A unique wideband, dual-beamwidth, X-Band antenna has been developed by STAR Dynamics Corporation in support of a Ground-to-Air Radar Signature (GTARS) measurement system. The GTARS radar system provides precision dynamic RCS measurement and radar imaging capabilities for maneuvering in-flight aircraft. This specialized antenna and radar system provides the capability to track and measure dynamic radar target signatures and parameters that are not practical to measure on a static ground-based RCS measurement facility. The GTARS radar requirements posed significant challenges for the antenna design, among which are the capabilities to measure and track targets in wide and narrow fields of view (FOV) with simultaneous linear co- and cross- polarizations.
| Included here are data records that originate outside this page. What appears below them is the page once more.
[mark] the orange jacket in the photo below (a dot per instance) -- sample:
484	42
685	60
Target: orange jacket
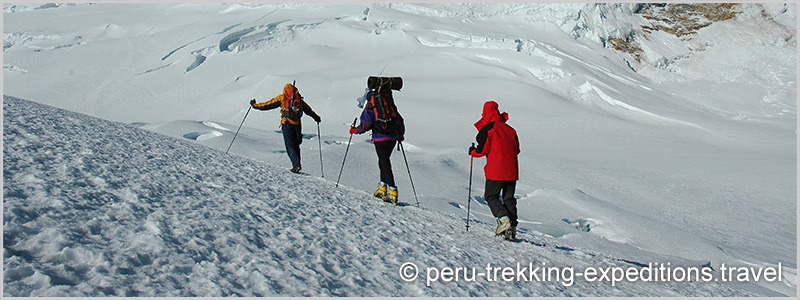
284	101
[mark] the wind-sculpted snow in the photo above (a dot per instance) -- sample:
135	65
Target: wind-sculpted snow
682	152
95	208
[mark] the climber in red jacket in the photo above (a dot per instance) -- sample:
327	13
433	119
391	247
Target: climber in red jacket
500	144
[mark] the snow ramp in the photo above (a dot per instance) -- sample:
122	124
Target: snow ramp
97	208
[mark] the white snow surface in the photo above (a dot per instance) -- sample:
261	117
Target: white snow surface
689	160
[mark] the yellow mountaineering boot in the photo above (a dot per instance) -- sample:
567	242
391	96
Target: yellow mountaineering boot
391	196
503	224
381	192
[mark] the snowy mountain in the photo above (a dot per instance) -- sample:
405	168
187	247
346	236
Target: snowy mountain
120	211
644	140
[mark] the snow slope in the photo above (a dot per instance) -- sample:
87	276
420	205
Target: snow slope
96	208
689	158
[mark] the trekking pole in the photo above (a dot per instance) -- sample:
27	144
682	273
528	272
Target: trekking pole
240	128
469	197
345	154
319	138
409	173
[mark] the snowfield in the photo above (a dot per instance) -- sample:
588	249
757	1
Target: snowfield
116	181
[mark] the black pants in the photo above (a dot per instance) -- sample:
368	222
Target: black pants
384	150
292	138
506	207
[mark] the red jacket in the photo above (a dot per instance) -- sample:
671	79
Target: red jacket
499	143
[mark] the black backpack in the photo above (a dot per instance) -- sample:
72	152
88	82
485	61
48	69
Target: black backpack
387	119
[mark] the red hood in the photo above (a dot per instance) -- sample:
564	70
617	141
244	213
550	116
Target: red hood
288	89
490	114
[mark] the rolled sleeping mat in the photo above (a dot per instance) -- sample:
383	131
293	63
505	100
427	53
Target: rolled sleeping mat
395	83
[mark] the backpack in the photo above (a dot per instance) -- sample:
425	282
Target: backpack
387	119
294	111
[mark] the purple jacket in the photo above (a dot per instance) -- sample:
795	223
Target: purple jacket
368	117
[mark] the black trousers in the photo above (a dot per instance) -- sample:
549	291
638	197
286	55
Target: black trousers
292	138
384	150
505	207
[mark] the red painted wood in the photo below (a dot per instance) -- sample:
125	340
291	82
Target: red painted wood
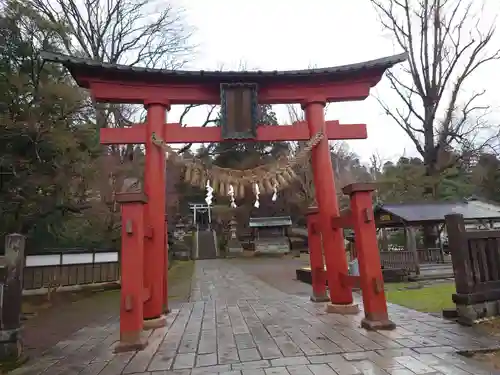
316	256
205	93
154	186
370	272
333	239
132	258
178	134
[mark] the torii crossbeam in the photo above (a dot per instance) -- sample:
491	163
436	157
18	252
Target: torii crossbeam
144	245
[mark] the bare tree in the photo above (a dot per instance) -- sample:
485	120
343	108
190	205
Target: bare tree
446	43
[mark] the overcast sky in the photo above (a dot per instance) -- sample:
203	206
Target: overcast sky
289	34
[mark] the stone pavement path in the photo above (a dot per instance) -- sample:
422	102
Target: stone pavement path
238	324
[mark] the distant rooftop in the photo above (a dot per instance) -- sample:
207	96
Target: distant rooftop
392	214
96	69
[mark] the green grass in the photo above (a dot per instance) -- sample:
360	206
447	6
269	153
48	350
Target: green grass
430	298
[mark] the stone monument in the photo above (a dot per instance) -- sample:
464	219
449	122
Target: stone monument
233	244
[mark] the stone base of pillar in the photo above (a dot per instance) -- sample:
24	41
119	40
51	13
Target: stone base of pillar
378	325
350	309
154	323
320	298
131	342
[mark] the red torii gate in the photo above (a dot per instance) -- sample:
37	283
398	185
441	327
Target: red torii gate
144	245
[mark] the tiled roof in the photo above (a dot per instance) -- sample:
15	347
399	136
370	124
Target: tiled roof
97	68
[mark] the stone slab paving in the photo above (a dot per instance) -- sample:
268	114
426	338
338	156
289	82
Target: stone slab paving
237	324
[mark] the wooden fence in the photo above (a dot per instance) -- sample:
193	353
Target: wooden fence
69	267
476	262
404	259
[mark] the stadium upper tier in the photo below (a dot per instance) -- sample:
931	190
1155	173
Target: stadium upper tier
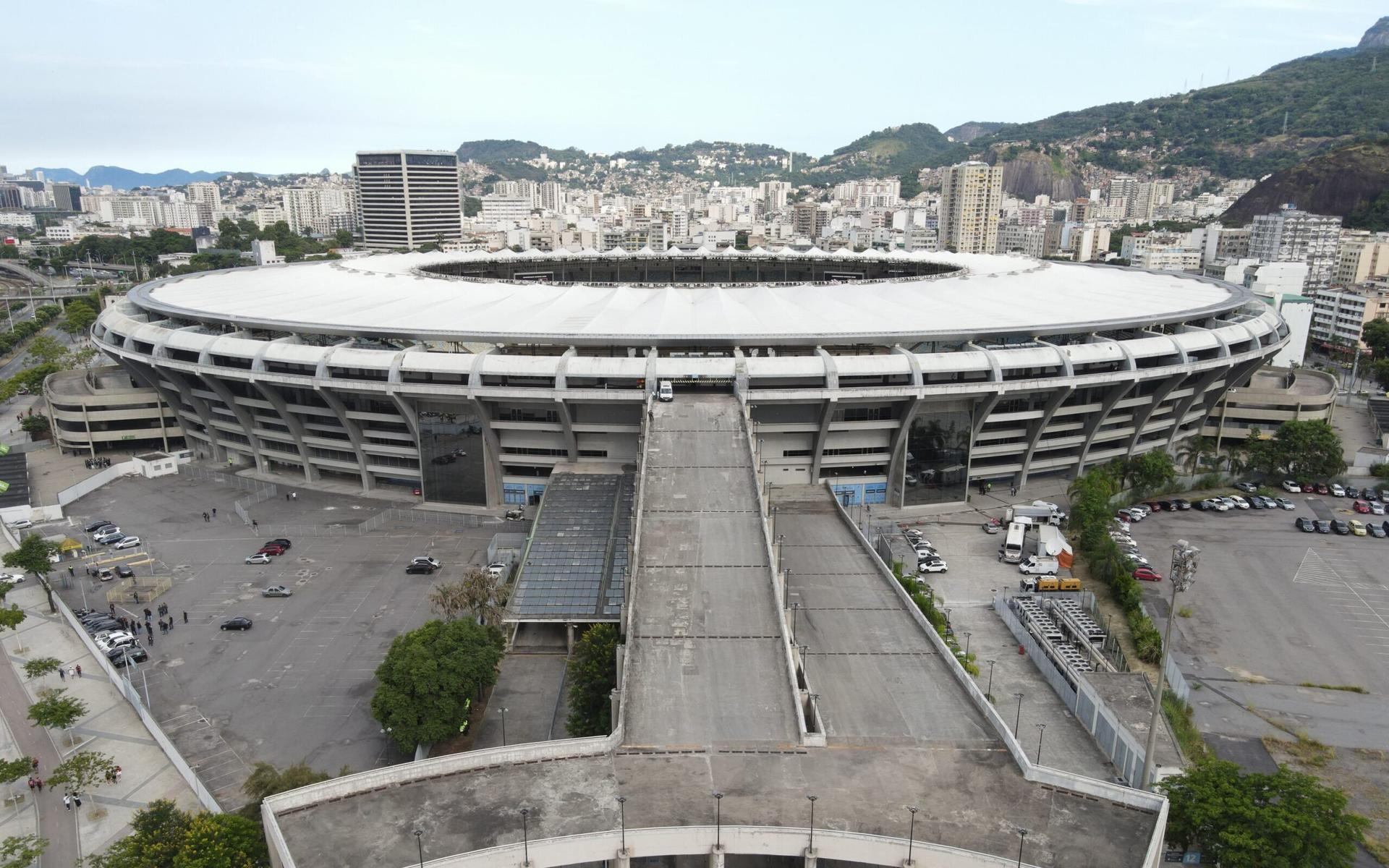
692	299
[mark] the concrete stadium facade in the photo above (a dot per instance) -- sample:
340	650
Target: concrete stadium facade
896	378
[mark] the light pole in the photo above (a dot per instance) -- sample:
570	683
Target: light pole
621	807
912	831
1185	558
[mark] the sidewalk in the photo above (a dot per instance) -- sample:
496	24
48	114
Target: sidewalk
111	728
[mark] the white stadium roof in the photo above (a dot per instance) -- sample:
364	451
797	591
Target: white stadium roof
386	295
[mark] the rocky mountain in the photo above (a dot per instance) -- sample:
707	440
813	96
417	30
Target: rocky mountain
127	179
1345	182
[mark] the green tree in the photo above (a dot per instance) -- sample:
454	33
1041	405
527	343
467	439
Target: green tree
592	678
1299	451
223	841
430	678
33	556
54	710
21	851
1285	820
41	665
157	833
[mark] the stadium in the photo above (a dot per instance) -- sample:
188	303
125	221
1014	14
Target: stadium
896	378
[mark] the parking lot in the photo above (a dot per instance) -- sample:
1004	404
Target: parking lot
297	685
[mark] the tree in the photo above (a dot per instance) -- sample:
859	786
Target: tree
592	678
33	556
41	665
54	710
430	678
1285	820
1299	451
223	841
84	771
156	838
21	851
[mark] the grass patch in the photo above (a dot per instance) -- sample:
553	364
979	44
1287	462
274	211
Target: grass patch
1184	728
1306	750
1346	688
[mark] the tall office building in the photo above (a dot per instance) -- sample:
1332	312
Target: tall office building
409	197
1298	237
970	197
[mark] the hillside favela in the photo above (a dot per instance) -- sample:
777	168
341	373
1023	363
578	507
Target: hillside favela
623	434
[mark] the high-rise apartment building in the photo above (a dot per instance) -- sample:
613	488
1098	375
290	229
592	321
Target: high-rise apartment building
1298	237
206	192
972	195
409	197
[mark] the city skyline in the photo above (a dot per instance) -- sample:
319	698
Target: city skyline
324	87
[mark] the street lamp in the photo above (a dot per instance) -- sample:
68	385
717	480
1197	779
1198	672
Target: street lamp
621	807
1185	558
912	831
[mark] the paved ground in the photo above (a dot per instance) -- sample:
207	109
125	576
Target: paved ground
706	637
297	685
110	727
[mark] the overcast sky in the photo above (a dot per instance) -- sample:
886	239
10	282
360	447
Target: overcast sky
299	85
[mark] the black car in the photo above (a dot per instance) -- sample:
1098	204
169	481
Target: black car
127	655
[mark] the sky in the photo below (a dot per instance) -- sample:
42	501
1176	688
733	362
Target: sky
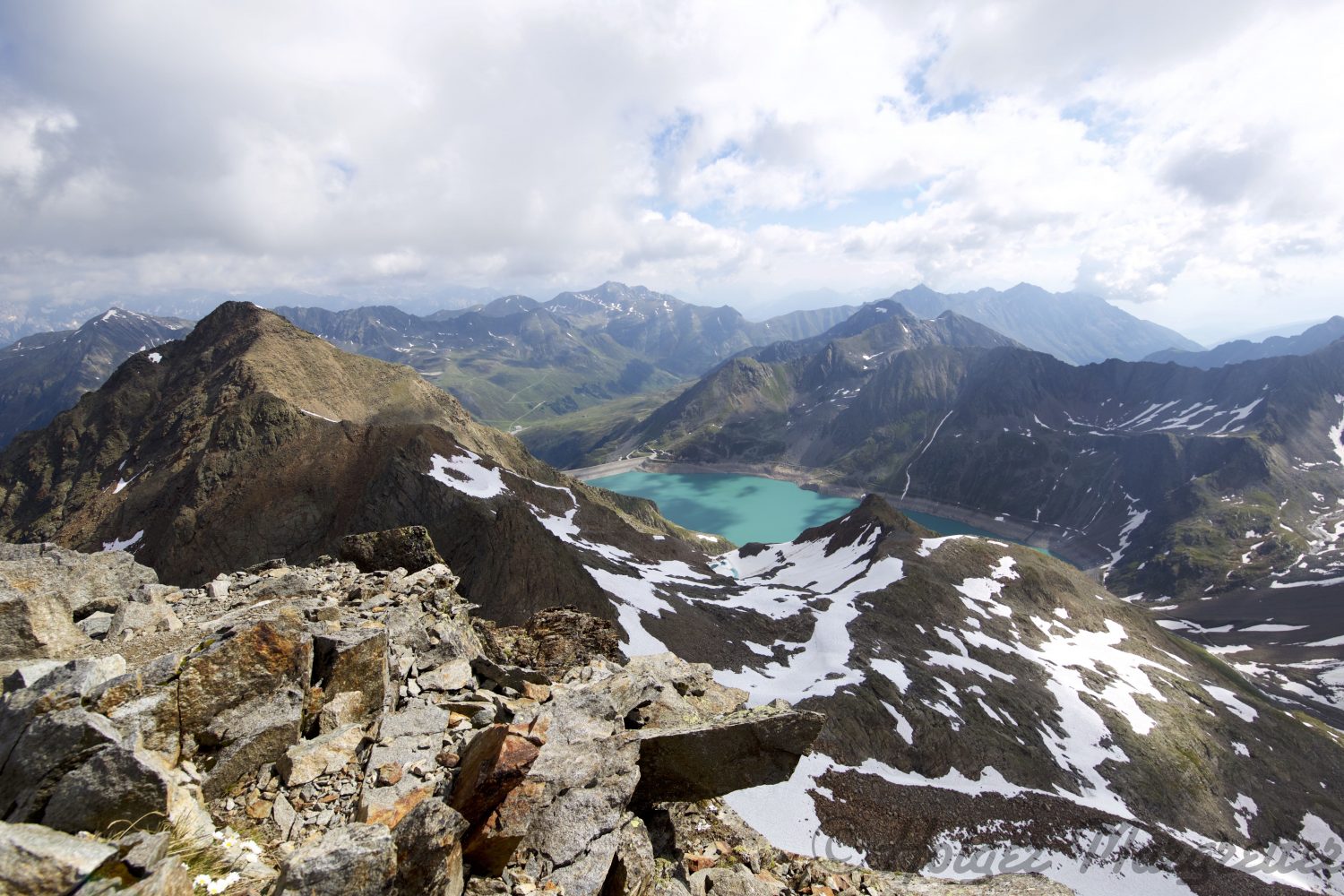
1179	159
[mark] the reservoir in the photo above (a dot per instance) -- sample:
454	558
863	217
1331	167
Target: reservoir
750	508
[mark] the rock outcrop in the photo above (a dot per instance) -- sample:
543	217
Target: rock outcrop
358	728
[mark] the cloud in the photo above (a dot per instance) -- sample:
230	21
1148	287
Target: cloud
1150	152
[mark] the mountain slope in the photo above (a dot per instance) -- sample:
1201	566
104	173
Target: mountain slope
981	694
516	362
253	440
1236	351
45	374
1073	327
1180	481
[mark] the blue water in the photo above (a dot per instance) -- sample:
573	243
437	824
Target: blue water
750	508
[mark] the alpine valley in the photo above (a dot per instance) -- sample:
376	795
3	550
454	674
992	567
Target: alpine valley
500	668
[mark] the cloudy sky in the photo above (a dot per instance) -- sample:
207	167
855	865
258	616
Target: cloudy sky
1177	158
Precision target tracking is required during dynamic measurements to maintain an accurate beam centered on the target during its flight. Consequently, STAR Dynamics has developed an offset reflector antenna with dual polarized five-aperture eight-port feed network that maintains the antenna beam precisely centered on the maneuvering target. The dual beamwidth functionality is achieved by two separate reflectors while each reflector provides multiple channels for simultaneous radar signature measurement and monopulse tracking using the eight-port feed array.
The design of a specialized reflector antenna set that supports dual polarization, dual beam widths, and an integrated wideband monopulse tracking capability in the X-band range is described in this paper. The reflector antenna code available at The Ohio State University has been used as the design tool. The design of such an antenna has posed several challenges in the feed and reflector assemblies. The requirement for an integrated wideband monopulse has resulted in a feed array that contains 5 rectangular feed elements with a center-to-center spacing of 1" and a diamond configuration. The 5 feed design has been selected to enable a shared feed array and reflector surface for both transmit and receive beams that eliminates the need for a high-power wideband receiver protector in the radar system. The center feed element is used for transmit waveform and the 4 outer elements are used as receive elements only. Each feed element operates with horizontally and vertically polarized waveforms, requiring a total of 8 waveguide input ports. In this paper, the challenges of the dual beam widths, dual polarized, integrated RCS and tracking antenna are delineated and the tradeoffs among several design configurations are shown. The final design is selected based on the performance predictions using The Ohio State University Reflector Antenna Code. The performance of the antenna has been validated at the OSU compact range for pattern and gain. Both the design and measurement data are presented in this paper.